Element wise multiplication

template <int n_row, int n_col><br>void element_multiply(Matrix<n_row, n_col> * mat1, Matrix<n_row, n_col> * mat2) {
  for(int i = 0; i < n_row; i++) {
    for(int j = 0; j < n_col; j++) {
      (*mat1)(i,j) = (*mat1)(i,j) * (*mat2)(i,j);
    }
  } 
}

transpose(W) * x_t

In my case, x_t is (3,1) and W is (3, 50).

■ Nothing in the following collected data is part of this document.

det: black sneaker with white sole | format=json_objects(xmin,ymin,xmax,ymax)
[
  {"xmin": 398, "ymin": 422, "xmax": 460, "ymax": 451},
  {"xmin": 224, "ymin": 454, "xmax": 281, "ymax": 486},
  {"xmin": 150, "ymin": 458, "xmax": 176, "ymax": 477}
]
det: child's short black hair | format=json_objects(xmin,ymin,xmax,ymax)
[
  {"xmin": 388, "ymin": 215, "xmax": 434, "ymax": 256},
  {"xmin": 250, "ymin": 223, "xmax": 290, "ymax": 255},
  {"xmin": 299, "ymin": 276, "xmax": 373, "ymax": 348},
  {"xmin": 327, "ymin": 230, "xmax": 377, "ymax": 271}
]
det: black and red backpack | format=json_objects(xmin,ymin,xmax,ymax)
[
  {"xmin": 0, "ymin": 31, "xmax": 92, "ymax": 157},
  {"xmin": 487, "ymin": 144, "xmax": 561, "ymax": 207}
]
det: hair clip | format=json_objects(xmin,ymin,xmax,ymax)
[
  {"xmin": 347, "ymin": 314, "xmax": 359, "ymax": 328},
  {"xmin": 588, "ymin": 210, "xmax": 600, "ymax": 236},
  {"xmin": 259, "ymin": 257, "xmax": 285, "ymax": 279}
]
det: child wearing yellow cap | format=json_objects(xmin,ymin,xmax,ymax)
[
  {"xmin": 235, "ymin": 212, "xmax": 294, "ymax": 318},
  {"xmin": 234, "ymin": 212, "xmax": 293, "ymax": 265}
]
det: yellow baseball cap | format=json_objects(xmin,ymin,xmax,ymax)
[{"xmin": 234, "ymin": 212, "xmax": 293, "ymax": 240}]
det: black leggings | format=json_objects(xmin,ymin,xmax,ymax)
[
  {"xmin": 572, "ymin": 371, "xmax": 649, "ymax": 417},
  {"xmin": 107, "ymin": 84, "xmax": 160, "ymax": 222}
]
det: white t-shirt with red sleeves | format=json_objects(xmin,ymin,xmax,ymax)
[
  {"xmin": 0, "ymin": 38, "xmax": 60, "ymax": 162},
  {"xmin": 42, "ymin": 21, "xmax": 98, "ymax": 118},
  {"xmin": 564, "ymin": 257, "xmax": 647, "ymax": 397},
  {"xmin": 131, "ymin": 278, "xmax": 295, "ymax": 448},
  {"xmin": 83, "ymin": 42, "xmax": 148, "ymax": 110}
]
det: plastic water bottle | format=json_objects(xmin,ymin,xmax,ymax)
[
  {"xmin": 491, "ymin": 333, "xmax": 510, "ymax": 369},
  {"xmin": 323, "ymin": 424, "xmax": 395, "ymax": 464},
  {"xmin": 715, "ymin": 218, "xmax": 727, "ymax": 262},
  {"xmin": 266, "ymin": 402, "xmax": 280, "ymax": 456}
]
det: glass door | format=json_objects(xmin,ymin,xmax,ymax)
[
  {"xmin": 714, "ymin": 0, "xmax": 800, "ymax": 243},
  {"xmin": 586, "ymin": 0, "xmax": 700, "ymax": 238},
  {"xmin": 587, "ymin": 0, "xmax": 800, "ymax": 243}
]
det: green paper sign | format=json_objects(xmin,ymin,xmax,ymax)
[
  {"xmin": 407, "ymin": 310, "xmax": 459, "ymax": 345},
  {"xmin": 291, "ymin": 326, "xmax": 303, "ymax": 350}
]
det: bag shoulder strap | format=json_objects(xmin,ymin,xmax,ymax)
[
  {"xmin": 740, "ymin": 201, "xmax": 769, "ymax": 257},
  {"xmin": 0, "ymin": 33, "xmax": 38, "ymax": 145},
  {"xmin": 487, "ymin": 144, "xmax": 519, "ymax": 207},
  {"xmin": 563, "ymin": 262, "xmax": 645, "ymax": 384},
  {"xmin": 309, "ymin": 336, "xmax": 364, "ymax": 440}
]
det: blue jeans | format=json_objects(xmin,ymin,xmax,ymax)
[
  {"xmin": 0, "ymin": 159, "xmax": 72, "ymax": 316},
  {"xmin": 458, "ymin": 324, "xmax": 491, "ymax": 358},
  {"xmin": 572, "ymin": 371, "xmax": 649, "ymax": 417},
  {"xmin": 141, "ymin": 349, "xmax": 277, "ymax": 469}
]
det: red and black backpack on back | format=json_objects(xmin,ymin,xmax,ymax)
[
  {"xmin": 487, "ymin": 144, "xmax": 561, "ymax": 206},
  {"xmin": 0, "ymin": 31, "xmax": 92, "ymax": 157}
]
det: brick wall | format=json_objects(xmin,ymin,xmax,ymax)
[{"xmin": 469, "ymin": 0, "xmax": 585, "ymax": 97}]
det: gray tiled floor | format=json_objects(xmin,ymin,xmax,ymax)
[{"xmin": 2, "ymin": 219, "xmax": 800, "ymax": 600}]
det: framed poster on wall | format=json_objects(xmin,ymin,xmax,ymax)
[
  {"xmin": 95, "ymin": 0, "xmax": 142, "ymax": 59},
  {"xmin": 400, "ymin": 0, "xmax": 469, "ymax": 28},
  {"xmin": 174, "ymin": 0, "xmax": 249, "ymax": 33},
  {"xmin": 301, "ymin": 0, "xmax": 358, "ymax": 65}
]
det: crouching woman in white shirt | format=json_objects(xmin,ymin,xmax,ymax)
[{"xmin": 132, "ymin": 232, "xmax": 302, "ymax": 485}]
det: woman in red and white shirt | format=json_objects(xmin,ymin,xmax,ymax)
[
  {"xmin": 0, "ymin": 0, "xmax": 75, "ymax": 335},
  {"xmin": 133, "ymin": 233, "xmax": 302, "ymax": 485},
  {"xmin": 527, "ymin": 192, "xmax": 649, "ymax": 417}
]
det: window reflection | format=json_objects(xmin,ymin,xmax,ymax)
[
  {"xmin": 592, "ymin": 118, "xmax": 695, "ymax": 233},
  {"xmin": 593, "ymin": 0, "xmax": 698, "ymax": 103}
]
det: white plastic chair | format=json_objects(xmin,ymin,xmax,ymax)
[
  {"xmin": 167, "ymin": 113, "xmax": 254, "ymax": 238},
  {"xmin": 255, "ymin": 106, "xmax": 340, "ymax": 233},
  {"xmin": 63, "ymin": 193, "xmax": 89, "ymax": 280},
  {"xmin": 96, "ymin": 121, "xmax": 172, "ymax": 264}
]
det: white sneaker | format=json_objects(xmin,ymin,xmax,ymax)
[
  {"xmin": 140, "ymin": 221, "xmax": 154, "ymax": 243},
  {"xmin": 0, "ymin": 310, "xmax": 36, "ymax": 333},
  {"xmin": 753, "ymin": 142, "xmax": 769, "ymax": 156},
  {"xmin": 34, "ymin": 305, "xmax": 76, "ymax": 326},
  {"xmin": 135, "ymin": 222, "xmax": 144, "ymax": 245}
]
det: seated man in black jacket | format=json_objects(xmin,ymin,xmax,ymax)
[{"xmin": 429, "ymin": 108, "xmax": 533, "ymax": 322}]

void populate_matrix_col(Matrix<3, 1> * mat, const float pgm_matrix[][50], int col) {
  for (int i = 0; i < 3; i++) {
    (*mat)(i, 0) = pgm_read_float(&pgm_matrix[i][col]);
  }
}
Matrix<50, 1> w_x(Matrix<3,1> operand, const float pgm_matrix[][50]) {
  Matrix<50, 1> ret;
  Matrix<3, 1> rowWeight;
  for (int i = 0; i < 50; i++) {   
    populate_matrix_col(&rowWeight, pgm_matrix, i);
    Matrix<1, 1> sum = (~operand * rowWeight);
    ret(i, 0) = sum(0, 0);
  }
  return ret;
}

transpose(U) * h_(t-1)

In my case, h_(t-1) is (50,1) and W is (50, 50).

void populate_matrix_col(Matrix<50, 1> * mat, const float(* const pgm_matrix[]), int col) {
  for (int i = 0; i < 50; i++) {
    (*mat)(i, 0) = pgm_read_float(&pgm_matrix[i][col]);
  }
}
Matrix<50, 1> u_h(Matrix<50,1> operand, const float(* const pgm_matrix[])) {
  Matrix<50, 1> ret;
  Matrix<50, 1> rowWeight;
  for (int i = 0; i < 50; i++) {   
    populate_matrix_col(&rowWeight, pgm_matrix, i);
    Matrix<1, 1> sum = (~operand * rowWeight);
    ret(i, 0) = sum(0, 0);
  }
  return ret;
}

Furthermore, this Arduino forum post provides a method to show how much SRAM that the program is using at the function call. I have used it to determine whether I need to add optimizations or if I am in the safe zone in terms of RAM.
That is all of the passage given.